Written by our local expert SJ

Sarah-Jane has lived in Croatia for 10+ years. SJ, as she is known, has been traveling the Balkans & beyond since 2000. She now shares her passion for traveling with her husband & kids.

In Croatia, rakija isn’t just an alcoholic drink; it’s the national drink. Also known as traditional Croatian brandy, it is distilled from local fruit to make an array of rakija varieties, each with its own unique flair – and strong taste.

From the renowned slivovitz to the rich carob rakija, these varieties represent more than just various types of rakija; they’re a testament to the country’s rich heritage. A shot of rakija, embodying the spirit of many Balkan countries, is a common sight at social gatherings.

What makes these drinks special are their basic ingredients, each carefully chosen to create distinct flavors. Personally, walnut rakija holds a special place in my heart. It’s not only a favorite but also a family affair, as my husband crafts his own home-made Croatian rakija.

Interestingly, this beloved drink is more than a treat; my Croatian mother-in-law swears by its efficacy in soothing stomach pain – and as a natural remedy, I have to say she isn’t wrong.
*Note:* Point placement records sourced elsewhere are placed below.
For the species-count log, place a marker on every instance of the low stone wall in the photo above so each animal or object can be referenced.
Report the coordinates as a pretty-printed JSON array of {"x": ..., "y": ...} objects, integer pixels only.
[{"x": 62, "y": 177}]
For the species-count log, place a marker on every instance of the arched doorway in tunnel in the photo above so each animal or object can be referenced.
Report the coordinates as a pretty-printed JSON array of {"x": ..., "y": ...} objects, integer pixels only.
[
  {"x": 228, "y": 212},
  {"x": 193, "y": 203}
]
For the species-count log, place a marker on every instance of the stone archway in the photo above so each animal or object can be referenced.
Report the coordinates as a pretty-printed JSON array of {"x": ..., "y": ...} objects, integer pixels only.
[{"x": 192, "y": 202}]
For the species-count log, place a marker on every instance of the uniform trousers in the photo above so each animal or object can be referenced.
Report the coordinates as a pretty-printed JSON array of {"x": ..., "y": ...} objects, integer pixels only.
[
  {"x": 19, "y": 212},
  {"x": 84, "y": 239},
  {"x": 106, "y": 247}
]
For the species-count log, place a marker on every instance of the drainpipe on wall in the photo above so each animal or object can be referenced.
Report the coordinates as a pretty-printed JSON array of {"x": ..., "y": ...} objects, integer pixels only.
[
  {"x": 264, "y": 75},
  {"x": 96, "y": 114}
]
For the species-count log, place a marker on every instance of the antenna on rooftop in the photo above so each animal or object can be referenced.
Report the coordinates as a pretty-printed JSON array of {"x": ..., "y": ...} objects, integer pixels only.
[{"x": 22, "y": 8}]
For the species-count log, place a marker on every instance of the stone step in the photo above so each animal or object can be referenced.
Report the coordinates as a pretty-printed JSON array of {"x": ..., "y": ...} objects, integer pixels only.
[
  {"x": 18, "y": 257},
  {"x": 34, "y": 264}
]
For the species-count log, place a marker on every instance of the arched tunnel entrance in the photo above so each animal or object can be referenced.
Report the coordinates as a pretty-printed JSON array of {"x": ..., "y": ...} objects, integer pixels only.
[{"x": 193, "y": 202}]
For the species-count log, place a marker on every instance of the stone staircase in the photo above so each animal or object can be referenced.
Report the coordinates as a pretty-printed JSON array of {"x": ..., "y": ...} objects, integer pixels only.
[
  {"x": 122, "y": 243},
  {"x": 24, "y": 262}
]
It really works. Dive into the diverse world of Croatian rakija, where each sip is a celebration of culture and tradition.

Croatia Travel Blog_Different Flavors Of Croatia Rakija

Are you a fan of strong spirits and unique flavors?

Look no further than Croatia’s beloved rakija! This traditional fruit brandy has been enjoyed for centuries in the Balkans, with each region boasting its own distinct variety. From the sweet plum notes of slivovitz to the herbal kick of travarica, we’re taking a deep dive into the world of Croatian rakija and all its delicious nuances.

So please sit back, grab a glass (or two), and let’s explore this fascinating spirit together.

Croatian Rakija – What Is Rakija 

Croatian rakija - brandy bottle

Rakija is a type of fruit brandy popular in Croatia. It is made by fermenting and distilling fruit, usually grapes or plums. Rakija can be clear to amber in color and has a robust and fruity flavor.

Croatia is home to many different types of rakija (also known as Croatian grappa or Croatian schnapps ), each with its own unique flavor. Slivovitz is a plum brandy that is clear and has a strong, sweet flavor. Travarica is an herbal brandy that is amber in color and has a bitter, medicinal taste. Other popular types of rakija include lozovača (grape brandy), šljivovica (plum brandy), and travarica (herbal brandy).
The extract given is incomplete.